Stage Review: 'Venus"' shines on stage at Pitt

October 27, 2013
Written by: Bob Hoover
Published by: Pittsburgh Post-Gazette

Suzan-Lori Parks emerged in the 1990s as a talented new playwright who experimented with traditional forms to create a singular body of work. “Top Dog/Underdog” earned her the 2002 Pulitzer Prize for Drama a year after she was awarded a MacArthur “genius” grant.

The Texas native’s reach has grown to fiction, screenplays and music, but her plays remain her best showcase. The newly renamed University of Pittsburgh Stages’ creative production of “Venus,” Ms. Parks’ 1996 work, is a case in point.

“Venus” is not Ms. Parks’ finest work, although the play’s challenging structure touches all the bases of the dramatic art. Her message is abundantly clear from the opening scene — Europe’s exploitation and dehumanizing of Africans through the life of the “Hottentot Venus” — but Ms. Parks pounds that theme without letup to the closing scene.

Examples of Western inhumanity are legion, but the case of Saartjie Baartman actually put that attitude on public display in a freak show in London in the early 19th century. Baartman was a Khoikhoi born in what is modern-day South Africa whose distinctively large buttocks made her a curiosity for Europeans.

Her appearances in London starting in 1810 as the Hottentot Venus turned her into a popular attraction for the promoters who later sold her to a Frenchman. She was exhibited and studied by scientists and artists. After she died, her skeleton and preserved body parts were displayed in a Paris museum.
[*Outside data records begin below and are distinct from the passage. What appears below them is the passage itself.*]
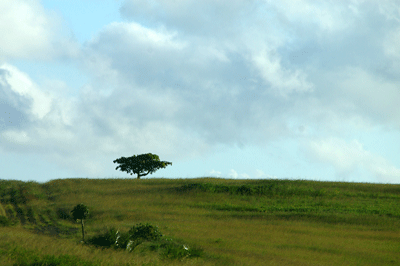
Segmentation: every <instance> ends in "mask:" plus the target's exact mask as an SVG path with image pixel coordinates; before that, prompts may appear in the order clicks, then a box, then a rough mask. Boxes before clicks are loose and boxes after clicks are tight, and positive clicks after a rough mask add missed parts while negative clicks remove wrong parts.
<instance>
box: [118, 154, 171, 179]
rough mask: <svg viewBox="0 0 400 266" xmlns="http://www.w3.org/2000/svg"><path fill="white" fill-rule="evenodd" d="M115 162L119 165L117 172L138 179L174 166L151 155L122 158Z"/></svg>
mask: <svg viewBox="0 0 400 266" xmlns="http://www.w3.org/2000/svg"><path fill="white" fill-rule="evenodd" d="M113 162H114V163H118V164H119V165H118V166H117V168H115V170H118V168H119V169H120V170H121V171H123V172H127V173H128V174H129V173H130V174H131V175H132V174H137V178H138V179H140V177H141V176H146V175H148V174H152V173H154V172H155V171H157V170H158V169H160V168H165V167H167V165H172V163H171V162H166V161H160V158H159V157H158V155H156V154H151V153H146V154H140V155H133V156H131V157H121V158H119V159H116V160H114V161H113Z"/></svg>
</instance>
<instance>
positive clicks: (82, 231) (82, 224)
mask: <svg viewBox="0 0 400 266" xmlns="http://www.w3.org/2000/svg"><path fill="white" fill-rule="evenodd" d="M81 224H82V241H83V242H85V230H84V229H83V228H84V226H83V219H81Z"/></svg>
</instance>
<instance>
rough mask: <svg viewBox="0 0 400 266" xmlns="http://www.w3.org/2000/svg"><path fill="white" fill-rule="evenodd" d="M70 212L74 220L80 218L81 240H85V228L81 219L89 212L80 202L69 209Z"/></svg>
mask: <svg viewBox="0 0 400 266" xmlns="http://www.w3.org/2000/svg"><path fill="white" fill-rule="evenodd" d="M71 213H72V217H73V218H74V220H75V221H76V220H78V219H80V220H81V225H82V242H85V230H84V224H83V220H84V219H85V218H86V217H87V215H88V214H89V210H88V208H87V207H86V206H85V205H83V204H82V203H81V204H78V205H76V206H75V208H74V209H73V210H72V211H71Z"/></svg>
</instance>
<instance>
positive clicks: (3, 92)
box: [0, 64, 52, 119]
mask: <svg viewBox="0 0 400 266" xmlns="http://www.w3.org/2000/svg"><path fill="white" fill-rule="evenodd" d="M0 86H1V87H0V89H1V91H0V93H1V92H2V94H3V95H2V96H3V97H4V98H3V100H6V101H8V102H10V103H11V104H13V106H14V107H15V108H17V109H26V108H29V113H28V114H29V115H32V116H34V117H35V118H38V119H42V118H43V117H44V116H45V115H46V114H47V113H49V111H50V109H51V104H52V99H51V97H50V96H49V95H47V94H46V93H44V92H42V91H41V90H40V88H38V86H37V85H36V84H35V83H34V82H33V81H32V80H31V79H30V78H29V77H28V76H27V75H26V74H25V73H23V72H21V71H19V70H18V69H17V68H16V67H14V66H11V65H8V64H3V65H1V66H0ZM20 99H25V100H26V101H27V102H29V105H28V106H22V105H20V104H19V101H20Z"/></svg>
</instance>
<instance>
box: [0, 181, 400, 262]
mask: <svg viewBox="0 0 400 266" xmlns="http://www.w3.org/2000/svg"><path fill="white" fill-rule="evenodd" d="M0 202H1V204H0V225H1V226H0V240H1V241H0V264H1V265H399V264H400V253H399V251H400V234H399V232H400V230H399V229H400V185H385V184H363V183H339V182H314V181H303V180H230V179H216V178H198V179H173V180H171V179H142V180H136V179H83V178H76V179H59V180H52V181H50V182H47V183H44V184H40V183H36V182H22V181H15V180H0ZM79 203H83V204H85V205H86V206H87V207H88V208H89V216H88V217H87V219H86V220H85V232H86V233H85V240H86V243H81V242H80V240H81V238H82V235H81V227H80V223H77V221H74V220H73V219H72V218H71V215H70V211H71V210H72V209H73V208H74V206H76V205H77V204H79ZM146 223H148V224H150V225H151V226H153V227H152V228H153V229H154V228H156V229H158V230H159V232H161V233H162V235H163V236H162V238H160V239H158V240H152V241H150V240H149V241H145V240H143V241H140V242H137V243H136V242H135V243H136V244H135V246H134V248H133V249H132V250H131V251H128V250H126V248H121V247H119V248H118V247H116V246H115V245H112V246H111V247H106V246H104V245H103V246H99V245H95V242H94V241H95V240H96V239H97V240H99V239H103V240H104V239H106V238H107V239H108V241H109V242H110V241H111V242H112V241H114V240H115V235H116V232H117V231H118V232H119V233H120V234H121V236H122V235H125V236H128V235H129V234H128V231H129V230H131V229H132V228H133V229H135V228H136V229H137V228H138V227H137V226H138V225H139V224H142V225H143V224H146ZM135 226H136V227H135ZM131 232H132V231H131ZM113 235H114V238H112V237H113ZM121 238H122V237H121ZM111 242H110V243H111ZM114 242H115V241H114Z"/></svg>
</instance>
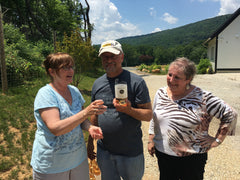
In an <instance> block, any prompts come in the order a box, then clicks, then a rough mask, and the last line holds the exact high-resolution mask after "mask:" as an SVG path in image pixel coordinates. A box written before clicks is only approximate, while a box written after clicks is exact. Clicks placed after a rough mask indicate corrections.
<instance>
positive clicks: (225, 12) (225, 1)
mask: <svg viewBox="0 0 240 180" xmlns="http://www.w3.org/2000/svg"><path fill="white" fill-rule="evenodd" d="M219 1H220V5H221V8H220V10H219V13H218V15H224V14H231V13H234V12H235V11H236V10H237V9H238V8H239V7H240V0H219Z"/></svg>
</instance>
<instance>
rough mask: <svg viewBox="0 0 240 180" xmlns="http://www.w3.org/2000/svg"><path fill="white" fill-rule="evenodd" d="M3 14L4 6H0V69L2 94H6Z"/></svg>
mask: <svg viewBox="0 0 240 180" xmlns="http://www.w3.org/2000/svg"><path fill="white" fill-rule="evenodd" d="M2 22H3V14H2V6H1V4H0V60H1V64H0V68H1V80H2V92H3V94H6V93H7V91H8V82H7V70H6V62H5V51H4V35H3V23H2Z"/></svg>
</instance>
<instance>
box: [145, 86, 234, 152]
mask: <svg viewBox="0 0 240 180" xmlns="http://www.w3.org/2000/svg"><path fill="white" fill-rule="evenodd" d="M213 117H216V118H218V119H220V121H221V123H220V129H219V130H221V129H222V128H224V129H225V128H226V129H227V131H226V132H225V133H228V132H229V131H231V130H232V129H233V128H234V126H235V125H236V121H237V113H236V112H235V110H234V109H233V108H232V107H230V106H229V105H227V104H226V103H225V102H224V101H223V100H221V99H219V98H218V97H215V96H213V95H212V94H211V93H210V92H207V91H204V90H202V89H200V88H199V87H195V88H194V89H193V90H192V91H191V92H190V93H189V94H188V95H186V96H185V97H183V98H181V99H179V100H177V101H173V100H172V99H170V98H169V97H168V94H167V87H164V88H160V89H158V91H157V93H156V95H155V98H154V103H153V119H152V120H151V122H150V127H149V134H154V135H155V137H154V139H153V140H154V143H155V147H156V149H157V150H158V151H160V152H163V153H165V154H168V155H172V156H187V155H191V154H194V153H205V152H207V151H208V150H209V148H210V147H202V146H201V143H200V142H201V141H203V139H204V138H206V137H208V136H209V135H208V128H209V124H210V122H211V120H212V118H213Z"/></svg>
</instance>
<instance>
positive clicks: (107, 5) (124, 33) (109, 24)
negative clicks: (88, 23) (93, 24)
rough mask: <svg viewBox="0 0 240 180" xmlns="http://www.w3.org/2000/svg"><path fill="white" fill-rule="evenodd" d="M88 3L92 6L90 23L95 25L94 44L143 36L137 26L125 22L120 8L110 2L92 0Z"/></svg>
mask: <svg viewBox="0 0 240 180" xmlns="http://www.w3.org/2000/svg"><path fill="white" fill-rule="evenodd" d="M88 3H89V5H90V13H89V17H90V22H91V23H93V24H94V31H93V34H92V42H93V44H100V43H102V42H103V41H105V40H109V39H118V38H122V37H127V36H133V35H140V34H141V31H140V30H139V29H138V27H137V26H136V25H134V24H132V23H130V22H129V21H127V20H123V18H122V16H121V15H120V13H119V11H118V8H117V7H116V6H115V5H114V4H113V3H112V2H110V0H101V1H99V0H90V1H88Z"/></svg>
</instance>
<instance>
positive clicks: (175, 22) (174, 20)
mask: <svg viewBox="0 0 240 180" xmlns="http://www.w3.org/2000/svg"><path fill="white" fill-rule="evenodd" d="M163 20H164V21H166V22H167V23H169V24H175V23H177V21H178V18H175V17H173V16H172V15H171V14H169V13H164V14H163Z"/></svg>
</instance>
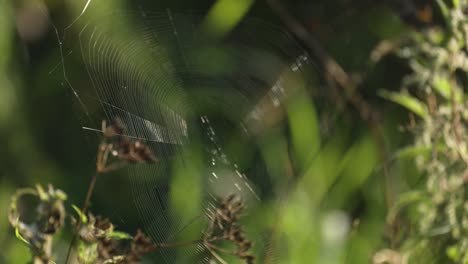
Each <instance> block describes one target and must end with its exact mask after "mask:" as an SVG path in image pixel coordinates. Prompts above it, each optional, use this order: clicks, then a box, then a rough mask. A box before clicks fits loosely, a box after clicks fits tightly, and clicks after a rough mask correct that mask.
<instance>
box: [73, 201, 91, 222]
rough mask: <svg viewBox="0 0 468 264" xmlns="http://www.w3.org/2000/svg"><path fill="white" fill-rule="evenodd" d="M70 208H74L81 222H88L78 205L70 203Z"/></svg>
mask: <svg viewBox="0 0 468 264" xmlns="http://www.w3.org/2000/svg"><path fill="white" fill-rule="evenodd" d="M72 208H73V210H75V212H76V213H77V214H78V216H79V217H80V218H81V222H82V223H84V224H86V223H88V217H86V215H85V214H83V212H81V209H80V208H78V206H76V205H74V204H72Z"/></svg>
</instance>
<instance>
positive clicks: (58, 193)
mask: <svg viewBox="0 0 468 264" xmlns="http://www.w3.org/2000/svg"><path fill="white" fill-rule="evenodd" d="M55 197H57V199H59V200H62V201H65V200H67V194H66V193H65V192H64V191H62V190H56V191H55Z"/></svg>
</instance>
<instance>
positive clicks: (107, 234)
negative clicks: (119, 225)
mask: <svg viewBox="0 0 468 264" xmlns="http://www.w3.org/2000/svg"><path fill="white" fill-rule="evenodd" d="M107 238H110V239H116V240H122V239H132V238H133V237H132V236H131V235H129V234H127V233H125V232H120V231H112V232H110V233H109V234H107Z"/></svg>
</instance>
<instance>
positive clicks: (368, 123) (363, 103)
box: [266, 0, 394, 208]
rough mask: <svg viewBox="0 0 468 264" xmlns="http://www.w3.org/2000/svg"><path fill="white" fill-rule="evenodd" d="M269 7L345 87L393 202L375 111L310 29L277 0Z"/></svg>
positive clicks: (338, 85)
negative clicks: (271, 9) (370, 147)
mask: <svg viewBox="0 0 468 264" xmlns="http://www.w3.org/2000/svg"><path fill="white" fill-rule="evenodd" d="M266 1H267V3H268V4H269V6H270V7H271V9H272V10H273V11H274V12H275V13H276V14H277V15H278V16H279V17H280V18H281V19H282V21H283V22H284V23H285V24H286V26H287V27H288V28H289V29H290V30H291V31H292V32H293V33H294V34H295V35H296V36H297V37H298V38H299V39H301V40H302V41H303V42H304V44H305V45H306V46H307V47H308V49H309V50H310V51H311V52H312V53H313V54H314V56H315V57H317V59H318V60H319V61H320V63H321V64H322V65H323V68H324V71H325V74H326V75H327V79H328V78H330V79H331V80H332V81H334V82H336V83H337V84H338V86H340V87H341V88H342V90H343V91H344V93H345V95H346V98H347V100H348V101H349V102H350V103H351V104H352V105H353V107H354V108H356V110H357V111H358V112H359V114H360V116H361V118H362V119H363V120H364V121H365V122H366V123H367V124H368V126H369V129H370V130H371V133H372V136H373V137H374V140H375V142H376V144H377V147H378V149H379V152H380V153H379V158H380V160H381V161H382V165H383V173H384V176H385V197H386V203H387V207H388V208H391V207H392V206H393V201H394V197H393V188H392V186H393V184H392V182H391V179H390V176H389V173H388V154H387V150H386V149H387V148H386V146H385V141H384V138H383V135H382V131H381V128H380V125H379V124H378V122H377V121H378V115H377V112H376V111H374V110H373V109H371V107H370V105H369V104H368V103H367V102H366V101H365V100H364V99H363V97H362V96H361V95H360V94H359V93H356V88H357V87H358V83H356V82H355V81H354V80H353V79H352V78H350V77H349V75H348V74H347V73H346V72H345V71H344V70H343V68H342V67H341V66H340V65H339V64H338V63H337V62H336V61H335V60H334V59H333V58H332V57H331V56H330V55H329V54H328V53H327V52H326V50H325V49H324V48H323V47H322V45H320V43H319V42H318V41H317V40H316V39H315V38H314V37H313V36H312V34H311V33H309V32H308V31H307V29H306V28H305V27H304V26H303V25H302V24H301V23H300V22H299V21H298V20H297V19H296V18H294V17H293V16H292V15H291V14H290V13H289V12H288V10H287V9H286V8H285V7H284V6H283V5H282V4H281V3H280V2H279V1H278V0H266Z"/></svg>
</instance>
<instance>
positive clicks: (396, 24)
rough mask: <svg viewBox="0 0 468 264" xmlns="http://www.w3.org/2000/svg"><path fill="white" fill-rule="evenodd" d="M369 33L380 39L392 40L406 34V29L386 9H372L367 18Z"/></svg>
mask: <svg viewBox="0 0 468 264" xmlns="http://www.w3.org/2000/svg"><path fill="white" fill-rule="evenodd" d="M367 21H368V24H367V26H368V27H369V31H370V32H372V33H373V34H374V35H376V36H378V37H379V38H381V39H393V38H395V37H398V36H399V35H401V34H402V33H404V32H406V30H407V29H408V27H407V26H406V25H405V24H404V23H403V22H402V21H401V19H400V18H399V17H398V16H397V15H395V14H394V13H392V12H390V11H389V10H387V9H383V8H382V9H374V10H372V12H370V13H369V16H368V18H367Z"/></svg>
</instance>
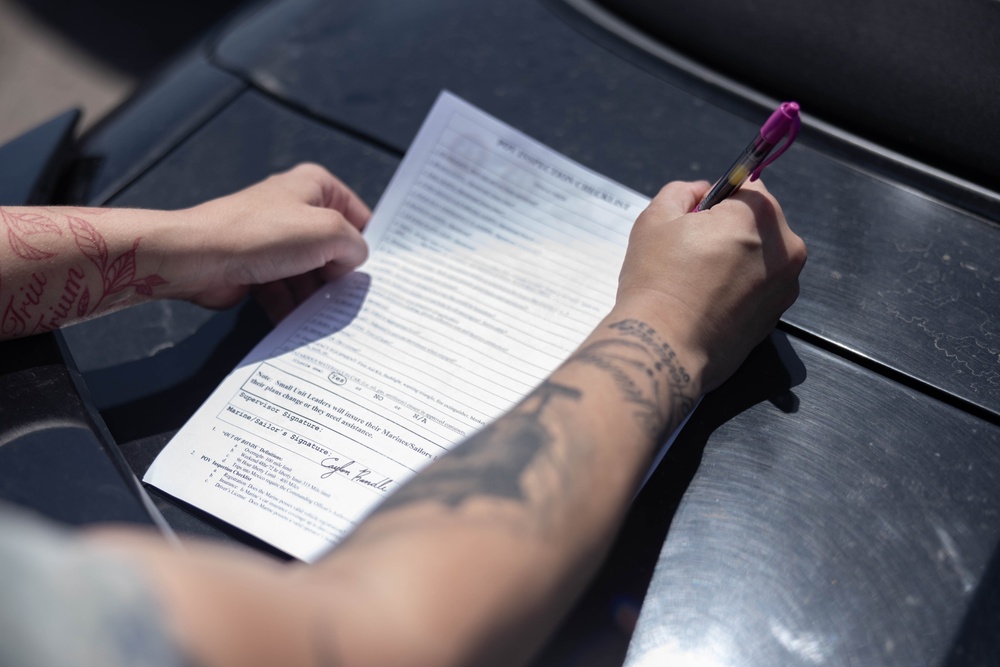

The play is built around the Venus role, a complicated one that mixes naivete, shrewdness, intelligence and resignation with a striking physical appearance. Bria Walker, teaching artist in residence at Pitt, captures all of these elements in a compelling performance.

Joining her in an equally powerful performance is another teaching artist, Terry Hardcastle who plays the smitten French scientist Cuvier whom the playwright portrays as the Venus’ lover and later, performs the autopsy that focuses on her reproductive organs.

Jenna Simmons leads the fine supporting cast of students with the thankless task of portraying a trio of loathsome villains, which she does with repellent nastiness. Assistant Pitt professor Cynthia Croot directed this production with a sure and sympathetic hand including the play within the play with masked actors that provided an alternate take on the main story.

Ms. Croot is familiar with Ms. Parks’ play, having directed it in South Africa when Baartman’s remains were brought back to her homeland. She was assisted by Pitt’s production crew paced by set designer Gianni Downs and costume designer Mindy Eshelman.

“Venus” is perhaps the only presentation with a quasi-intermission. Cuvier delivers a dull lecture while suggesting that, if they wanted, audience members could take a break. At nearly 21⁄2 hours, the play needs both an intermission and a substantial pruning to draw its disparate parts together.

Still, with some echoes of such avant-garde plays as “Marat/Sade,” Ms. Parks’ “Venus” demonstrates theater’s capacity to stretch our imaginations and hearts at the same time.